As of today the U.S. now requires a negative Covid-19 test within 3 days prior to departure, or documentation of having already recovered from Covid-19, for all air passengers flying to the country (citizens and non-citizens alike).
Here are 8 things to know about this new requirement, which lasts until the government declares Covid-19 no longer a pandemic, or December 31, 2021, whichever comes first (unless extended):
- In addition to negative test results all passengers have to complete an attestation about their nesults.
- The requirement is “3 days” rather than 72 hours, the CDC is being very imprecise with its language.
- Assume what they mean is 72 hours. Airlines are the ones interpreting and enforcing and some may assume this from other guidance they’ve given about the requirement – that the relevant time (not just day) is based on when a flight departs (and departure is used, not arrival). And actual departure times are used – not scheduled departure times. This means if your flight is delayed your negative test may age out of validity. You’d have to be offloaded from your flight, schedule a new test and a new flight home.

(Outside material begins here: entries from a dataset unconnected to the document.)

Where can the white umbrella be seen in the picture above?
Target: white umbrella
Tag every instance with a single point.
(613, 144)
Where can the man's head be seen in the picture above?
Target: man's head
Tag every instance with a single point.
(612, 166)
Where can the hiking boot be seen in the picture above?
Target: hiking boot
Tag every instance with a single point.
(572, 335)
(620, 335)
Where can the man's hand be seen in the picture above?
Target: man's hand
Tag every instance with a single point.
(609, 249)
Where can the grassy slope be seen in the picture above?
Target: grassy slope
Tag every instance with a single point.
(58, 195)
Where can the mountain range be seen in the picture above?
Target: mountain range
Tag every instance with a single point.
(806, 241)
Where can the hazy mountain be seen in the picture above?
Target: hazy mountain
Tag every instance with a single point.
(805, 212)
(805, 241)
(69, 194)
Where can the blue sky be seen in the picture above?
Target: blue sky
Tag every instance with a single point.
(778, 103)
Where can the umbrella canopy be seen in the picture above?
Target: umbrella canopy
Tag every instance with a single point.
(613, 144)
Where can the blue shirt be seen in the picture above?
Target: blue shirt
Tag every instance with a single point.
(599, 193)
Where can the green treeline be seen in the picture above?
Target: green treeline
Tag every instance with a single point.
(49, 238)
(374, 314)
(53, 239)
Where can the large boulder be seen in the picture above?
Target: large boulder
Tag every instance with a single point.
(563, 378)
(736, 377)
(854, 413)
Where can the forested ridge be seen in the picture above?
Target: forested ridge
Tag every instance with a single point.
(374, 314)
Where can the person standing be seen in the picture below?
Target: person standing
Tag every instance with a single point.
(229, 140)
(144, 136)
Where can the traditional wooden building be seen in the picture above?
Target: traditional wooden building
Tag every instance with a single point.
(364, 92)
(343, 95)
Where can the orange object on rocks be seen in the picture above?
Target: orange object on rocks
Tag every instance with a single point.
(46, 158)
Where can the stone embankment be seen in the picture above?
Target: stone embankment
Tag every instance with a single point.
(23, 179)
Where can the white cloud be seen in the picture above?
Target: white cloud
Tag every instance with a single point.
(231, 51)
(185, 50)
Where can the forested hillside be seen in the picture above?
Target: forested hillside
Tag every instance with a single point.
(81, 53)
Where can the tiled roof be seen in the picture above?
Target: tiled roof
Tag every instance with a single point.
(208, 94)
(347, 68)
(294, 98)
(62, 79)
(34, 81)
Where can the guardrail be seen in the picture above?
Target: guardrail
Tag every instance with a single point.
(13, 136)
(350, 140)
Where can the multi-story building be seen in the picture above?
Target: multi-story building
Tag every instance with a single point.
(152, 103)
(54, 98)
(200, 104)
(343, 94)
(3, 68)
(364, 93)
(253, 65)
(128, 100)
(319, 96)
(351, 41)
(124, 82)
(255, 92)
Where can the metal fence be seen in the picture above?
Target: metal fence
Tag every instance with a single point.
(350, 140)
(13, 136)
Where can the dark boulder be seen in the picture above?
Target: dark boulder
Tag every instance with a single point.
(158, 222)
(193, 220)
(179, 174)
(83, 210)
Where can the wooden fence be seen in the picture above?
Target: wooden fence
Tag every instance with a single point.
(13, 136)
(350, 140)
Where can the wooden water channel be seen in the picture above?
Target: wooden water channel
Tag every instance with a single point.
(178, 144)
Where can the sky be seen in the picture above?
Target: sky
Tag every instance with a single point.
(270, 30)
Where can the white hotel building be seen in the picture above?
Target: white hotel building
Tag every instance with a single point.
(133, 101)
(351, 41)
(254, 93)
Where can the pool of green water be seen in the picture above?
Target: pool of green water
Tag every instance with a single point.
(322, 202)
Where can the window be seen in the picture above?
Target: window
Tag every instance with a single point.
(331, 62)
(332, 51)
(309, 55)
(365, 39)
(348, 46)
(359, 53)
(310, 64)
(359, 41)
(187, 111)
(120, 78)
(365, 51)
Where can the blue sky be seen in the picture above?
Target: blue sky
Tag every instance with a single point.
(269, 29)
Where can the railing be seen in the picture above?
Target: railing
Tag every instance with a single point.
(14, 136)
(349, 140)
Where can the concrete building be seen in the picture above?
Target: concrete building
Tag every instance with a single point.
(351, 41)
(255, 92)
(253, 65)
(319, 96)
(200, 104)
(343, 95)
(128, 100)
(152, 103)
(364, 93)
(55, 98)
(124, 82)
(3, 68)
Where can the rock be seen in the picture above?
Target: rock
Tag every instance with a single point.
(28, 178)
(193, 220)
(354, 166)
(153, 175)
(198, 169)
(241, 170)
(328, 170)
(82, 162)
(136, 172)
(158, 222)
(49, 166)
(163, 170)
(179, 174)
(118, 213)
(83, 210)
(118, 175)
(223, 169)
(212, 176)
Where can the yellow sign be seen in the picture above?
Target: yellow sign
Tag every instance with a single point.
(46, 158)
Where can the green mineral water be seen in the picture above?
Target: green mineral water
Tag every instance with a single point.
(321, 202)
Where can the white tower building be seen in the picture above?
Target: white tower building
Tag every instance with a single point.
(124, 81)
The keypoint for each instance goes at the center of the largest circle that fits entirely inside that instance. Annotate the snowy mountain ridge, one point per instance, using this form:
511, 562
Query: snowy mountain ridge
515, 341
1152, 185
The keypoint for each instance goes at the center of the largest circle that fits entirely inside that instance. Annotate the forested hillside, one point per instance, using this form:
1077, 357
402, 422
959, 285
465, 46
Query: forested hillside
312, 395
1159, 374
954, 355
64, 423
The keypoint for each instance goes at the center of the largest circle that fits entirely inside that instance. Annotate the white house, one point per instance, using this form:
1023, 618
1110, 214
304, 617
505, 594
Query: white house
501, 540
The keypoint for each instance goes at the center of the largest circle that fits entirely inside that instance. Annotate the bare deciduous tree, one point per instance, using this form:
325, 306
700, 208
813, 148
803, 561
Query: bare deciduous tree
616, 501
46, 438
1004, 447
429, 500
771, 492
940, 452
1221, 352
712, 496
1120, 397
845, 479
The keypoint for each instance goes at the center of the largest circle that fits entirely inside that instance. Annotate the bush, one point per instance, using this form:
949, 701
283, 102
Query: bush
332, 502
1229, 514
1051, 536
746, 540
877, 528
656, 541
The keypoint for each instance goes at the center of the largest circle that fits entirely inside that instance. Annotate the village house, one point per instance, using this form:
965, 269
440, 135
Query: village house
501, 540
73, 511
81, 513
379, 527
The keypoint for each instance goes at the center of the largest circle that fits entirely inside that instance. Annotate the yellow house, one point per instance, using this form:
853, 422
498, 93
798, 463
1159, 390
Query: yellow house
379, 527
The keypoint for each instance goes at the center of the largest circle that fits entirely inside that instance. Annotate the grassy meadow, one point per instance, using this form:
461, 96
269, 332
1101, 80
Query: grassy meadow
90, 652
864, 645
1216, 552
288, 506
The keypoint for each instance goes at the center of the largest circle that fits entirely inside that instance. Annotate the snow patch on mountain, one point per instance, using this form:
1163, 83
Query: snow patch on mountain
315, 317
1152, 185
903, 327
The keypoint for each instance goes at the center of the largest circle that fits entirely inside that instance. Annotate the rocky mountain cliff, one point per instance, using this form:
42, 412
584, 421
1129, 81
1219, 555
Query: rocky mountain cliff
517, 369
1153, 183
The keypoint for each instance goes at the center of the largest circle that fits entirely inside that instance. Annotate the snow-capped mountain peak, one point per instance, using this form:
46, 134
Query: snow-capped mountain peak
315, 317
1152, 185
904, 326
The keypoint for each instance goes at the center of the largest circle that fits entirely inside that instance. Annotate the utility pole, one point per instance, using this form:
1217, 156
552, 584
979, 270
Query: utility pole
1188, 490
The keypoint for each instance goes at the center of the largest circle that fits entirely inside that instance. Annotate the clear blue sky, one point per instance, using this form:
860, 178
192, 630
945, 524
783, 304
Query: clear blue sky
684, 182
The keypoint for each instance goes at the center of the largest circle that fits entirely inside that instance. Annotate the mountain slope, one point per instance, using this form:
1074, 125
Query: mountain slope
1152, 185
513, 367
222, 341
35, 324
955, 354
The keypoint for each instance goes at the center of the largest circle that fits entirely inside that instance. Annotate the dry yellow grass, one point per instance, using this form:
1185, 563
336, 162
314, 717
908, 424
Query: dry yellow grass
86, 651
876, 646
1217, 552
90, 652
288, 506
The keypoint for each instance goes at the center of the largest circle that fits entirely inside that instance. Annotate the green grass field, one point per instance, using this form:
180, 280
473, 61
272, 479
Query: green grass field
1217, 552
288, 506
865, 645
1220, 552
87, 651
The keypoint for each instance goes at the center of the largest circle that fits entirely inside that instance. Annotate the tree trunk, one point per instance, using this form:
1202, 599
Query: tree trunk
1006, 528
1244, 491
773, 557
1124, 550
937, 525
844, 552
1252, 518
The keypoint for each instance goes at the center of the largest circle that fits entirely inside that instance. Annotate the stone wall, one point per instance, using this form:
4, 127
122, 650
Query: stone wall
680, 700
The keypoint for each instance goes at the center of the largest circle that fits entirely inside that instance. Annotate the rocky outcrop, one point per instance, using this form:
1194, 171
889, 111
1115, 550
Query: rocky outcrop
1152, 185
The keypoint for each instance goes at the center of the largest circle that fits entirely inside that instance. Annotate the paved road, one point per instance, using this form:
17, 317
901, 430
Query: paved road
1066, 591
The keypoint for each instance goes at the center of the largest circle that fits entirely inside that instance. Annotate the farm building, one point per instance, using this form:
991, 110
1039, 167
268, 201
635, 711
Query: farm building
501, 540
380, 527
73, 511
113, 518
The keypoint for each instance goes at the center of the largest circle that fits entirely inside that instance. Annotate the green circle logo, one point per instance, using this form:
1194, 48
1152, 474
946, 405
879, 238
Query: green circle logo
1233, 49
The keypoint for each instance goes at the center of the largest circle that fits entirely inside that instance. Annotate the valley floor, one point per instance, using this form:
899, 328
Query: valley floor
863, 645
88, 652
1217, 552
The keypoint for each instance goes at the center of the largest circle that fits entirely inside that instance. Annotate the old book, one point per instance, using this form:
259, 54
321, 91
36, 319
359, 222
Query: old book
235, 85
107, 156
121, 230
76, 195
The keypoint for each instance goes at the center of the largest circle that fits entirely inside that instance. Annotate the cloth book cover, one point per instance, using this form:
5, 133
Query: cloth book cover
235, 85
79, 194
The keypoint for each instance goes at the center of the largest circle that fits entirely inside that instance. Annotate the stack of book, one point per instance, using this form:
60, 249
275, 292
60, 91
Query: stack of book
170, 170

- For a short trip (less than 3 days) a test taken in the U.S. prior to leaving the country can be used. Obviously it wouldn’t pick up any sort of infection from abroad. And you were ok to be in the country before you left..
- Rapid antigen tests work, not just PCR tests. That makes the testing within 3 days of travel much easier to meet. An antigen test can provide results in 30 minutes.
- A positive test within the last 3 months, along with medical clearance, replaces a negative test – and the letter from a health care provider doesn’t need to specifically mention travel.
- The testing requirement applies only to air travel. So a U.S. citizen could fly to Mexico without a negative Covid-19 test and then cross into the U.S. by land. (You can enter the U.S. by sea without a test as well.)
- Airline crew traveling to work an aircraft (including deadheading) are exempt from these requirements.
Hopefully the pandemic will come under control over the next four months, vaccination will be widespread (with data to support that this limits spread and not just symptomatic disease) and restrictions will ease. There remains some risk, though, that viral mutations could keep us chasing our tail for some time, and that the virus will resurface in the fall as well.